Chipotle is a stock that I’ve viewed as overvalued for a long time. (I taught a financial statement analysis class in 2009 or 2010 where the final project was a Chipotle valuation. Some day I’ll dig my estimates up and figure out how badly my estimates missed the subsequent performance.)
It’s in the news recently because the stock (currently trading around $3,200 a share) is scheduled to split 50-for-1. It’s currently trading at around a P/E ratio of 60 for a market cap of almost $90 billion. This continues to strike me as nonsense, and I looked up the most recent CFRA report. Here’s what they say about valuation following the most recent quarter:
CFRA Maintains Buy View on Shares
of Chipotle Mexican Grill, Inc. (CMG 3125.29****):
We lift our 12-month target to $3,700 from
$2,930, 66.0x our 2024 EPS, a premium to CMG’s
five-year average forward P/E, reflecting CMG’s
outsized growth relative to peers. We raise our
2024 EPS to $56.04 from $54.12 and 2025’s to
$66.35 from $65.10.
Sure, let’s raise the target price by 26%(!) based on revising earnings expectations upwards by about 2-3%. What on earth is going on?
Anyone interested in this stuff should read “When Genius Failed” about Long-Term Capital Management failing in the 1990s.
The biggest lessons I took from it as a professional trader are:
No matter how smart someone’s models and programs are, the markets are still influenced by human traders with human emotions
(What the above post reminded me of) The biggest factor in derivatives markets is the capital constraints on individuals. The cycle of being forced to liquidate is ruthless and will continue until someone with more capital steps into the market.
I also took away that just because your back tested model says you’re hedged, that does not mean you are hedged. Also leverage is often fatal in a crisis.
For sure. Even when I’m trading in a single Treasuries Options market with only 5 expiration dates in play, it can be really hard to tell what is and isn’t correlated risk.
It’s also really hard to treat things as risky when multiple years go by with no whiff of that being an actual risk, which is how people get undisciplined and ultimately fail.
Absolutely. In my world everyone got used to rates being 0 for a decade. Not fun to buy interest rate caps for 10+ years and be out of the money the whole time. So they stopped and now they’re fucked.
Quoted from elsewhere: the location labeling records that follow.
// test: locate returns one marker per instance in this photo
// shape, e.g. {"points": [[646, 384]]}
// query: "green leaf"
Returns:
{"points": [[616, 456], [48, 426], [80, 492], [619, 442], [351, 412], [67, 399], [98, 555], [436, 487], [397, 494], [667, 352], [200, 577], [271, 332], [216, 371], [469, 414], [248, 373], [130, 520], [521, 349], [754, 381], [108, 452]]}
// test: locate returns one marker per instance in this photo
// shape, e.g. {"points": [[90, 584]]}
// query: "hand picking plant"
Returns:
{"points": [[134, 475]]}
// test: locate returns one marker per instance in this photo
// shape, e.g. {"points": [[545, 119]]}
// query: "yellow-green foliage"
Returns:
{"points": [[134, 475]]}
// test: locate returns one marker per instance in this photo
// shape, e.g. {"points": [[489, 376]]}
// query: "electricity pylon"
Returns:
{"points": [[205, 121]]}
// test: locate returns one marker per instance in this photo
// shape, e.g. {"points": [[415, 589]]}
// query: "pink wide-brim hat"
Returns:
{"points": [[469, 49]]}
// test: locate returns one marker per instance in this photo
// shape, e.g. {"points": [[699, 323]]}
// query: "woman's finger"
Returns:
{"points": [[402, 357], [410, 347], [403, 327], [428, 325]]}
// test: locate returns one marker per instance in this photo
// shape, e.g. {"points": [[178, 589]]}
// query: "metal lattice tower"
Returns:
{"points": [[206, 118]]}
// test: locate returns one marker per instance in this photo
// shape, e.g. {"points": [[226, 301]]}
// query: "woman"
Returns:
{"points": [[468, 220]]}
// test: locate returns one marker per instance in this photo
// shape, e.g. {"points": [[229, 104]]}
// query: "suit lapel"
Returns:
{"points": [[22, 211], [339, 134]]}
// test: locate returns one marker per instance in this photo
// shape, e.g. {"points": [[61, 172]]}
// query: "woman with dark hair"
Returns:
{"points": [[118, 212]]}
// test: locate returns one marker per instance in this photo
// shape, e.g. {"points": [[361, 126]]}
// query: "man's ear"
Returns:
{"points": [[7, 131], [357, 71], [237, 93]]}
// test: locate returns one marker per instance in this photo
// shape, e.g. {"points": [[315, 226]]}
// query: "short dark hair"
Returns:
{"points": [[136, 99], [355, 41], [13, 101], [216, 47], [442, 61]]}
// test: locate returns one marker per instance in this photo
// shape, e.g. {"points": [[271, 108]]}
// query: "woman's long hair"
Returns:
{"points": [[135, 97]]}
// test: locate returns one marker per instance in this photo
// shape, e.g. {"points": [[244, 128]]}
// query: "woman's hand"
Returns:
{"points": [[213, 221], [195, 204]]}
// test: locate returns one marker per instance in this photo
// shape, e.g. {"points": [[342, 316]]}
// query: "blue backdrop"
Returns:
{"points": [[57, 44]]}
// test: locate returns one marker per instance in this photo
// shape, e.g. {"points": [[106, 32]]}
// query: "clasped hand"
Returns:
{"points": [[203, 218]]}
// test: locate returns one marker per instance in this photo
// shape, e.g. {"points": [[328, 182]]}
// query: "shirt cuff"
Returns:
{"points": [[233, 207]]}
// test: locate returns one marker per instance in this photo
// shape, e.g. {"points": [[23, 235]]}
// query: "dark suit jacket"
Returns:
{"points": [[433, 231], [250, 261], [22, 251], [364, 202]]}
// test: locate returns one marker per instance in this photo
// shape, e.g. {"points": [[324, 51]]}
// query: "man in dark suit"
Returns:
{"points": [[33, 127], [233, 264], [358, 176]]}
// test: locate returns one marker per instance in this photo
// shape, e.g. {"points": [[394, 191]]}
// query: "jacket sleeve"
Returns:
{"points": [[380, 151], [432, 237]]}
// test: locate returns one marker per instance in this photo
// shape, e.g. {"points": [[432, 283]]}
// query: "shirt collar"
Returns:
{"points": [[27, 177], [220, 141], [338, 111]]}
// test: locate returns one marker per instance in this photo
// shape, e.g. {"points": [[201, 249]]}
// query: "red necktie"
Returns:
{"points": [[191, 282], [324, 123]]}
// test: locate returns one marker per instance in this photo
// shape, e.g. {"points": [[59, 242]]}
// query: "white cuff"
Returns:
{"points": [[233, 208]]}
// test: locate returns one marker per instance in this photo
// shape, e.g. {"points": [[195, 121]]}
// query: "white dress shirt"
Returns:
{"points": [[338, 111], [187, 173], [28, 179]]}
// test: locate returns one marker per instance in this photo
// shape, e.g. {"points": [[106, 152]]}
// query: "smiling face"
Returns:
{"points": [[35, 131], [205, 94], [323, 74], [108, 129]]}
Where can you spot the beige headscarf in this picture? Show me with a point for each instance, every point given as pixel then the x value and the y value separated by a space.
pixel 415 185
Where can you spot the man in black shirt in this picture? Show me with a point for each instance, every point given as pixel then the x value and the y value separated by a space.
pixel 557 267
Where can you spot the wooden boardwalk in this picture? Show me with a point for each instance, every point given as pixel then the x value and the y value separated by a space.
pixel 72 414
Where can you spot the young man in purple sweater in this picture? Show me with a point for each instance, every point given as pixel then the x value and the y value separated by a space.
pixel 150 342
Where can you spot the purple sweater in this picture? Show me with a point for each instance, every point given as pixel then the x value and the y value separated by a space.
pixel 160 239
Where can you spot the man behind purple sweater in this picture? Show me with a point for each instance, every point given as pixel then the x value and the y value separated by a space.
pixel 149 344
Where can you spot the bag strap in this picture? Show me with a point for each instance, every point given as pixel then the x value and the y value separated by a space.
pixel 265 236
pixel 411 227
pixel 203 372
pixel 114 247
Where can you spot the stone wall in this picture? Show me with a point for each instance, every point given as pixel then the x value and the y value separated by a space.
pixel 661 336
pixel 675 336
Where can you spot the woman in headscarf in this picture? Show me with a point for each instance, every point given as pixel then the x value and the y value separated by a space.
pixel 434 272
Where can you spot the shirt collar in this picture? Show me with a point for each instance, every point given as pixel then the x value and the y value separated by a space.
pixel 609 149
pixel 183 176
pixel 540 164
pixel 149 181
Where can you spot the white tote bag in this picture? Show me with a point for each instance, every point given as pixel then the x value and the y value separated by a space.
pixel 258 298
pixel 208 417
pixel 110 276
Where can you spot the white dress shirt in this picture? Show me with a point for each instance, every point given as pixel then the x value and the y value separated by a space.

Even though I have access to much better data if I have the energy to do some light coding, I think https://www.portfoliovisualizer.com/ is great for this kind of thing.
This is the sincere belief of half the Crypto thread in this forum. In Portnoy’s case, i think he’s doing a bit to maximize expected value of future grifts.
Maybe someone can help me understand this … I often see people who have invested in a stock lamenting short sellers working to depress the share price. But how would this work? Someone borrows the shares and then tries to sell low rather than high? But in general it seems like the larger market creates the price, all the sales have to have a buyer … So mostly it seems like WSB retail nonsense, when people say this.
There are firms that specialize in short positions that do a lot of research and then release their results if they find the company’s financials are full of shit. That can be effective in driving down the price. But that’s probably not what these people are talking about.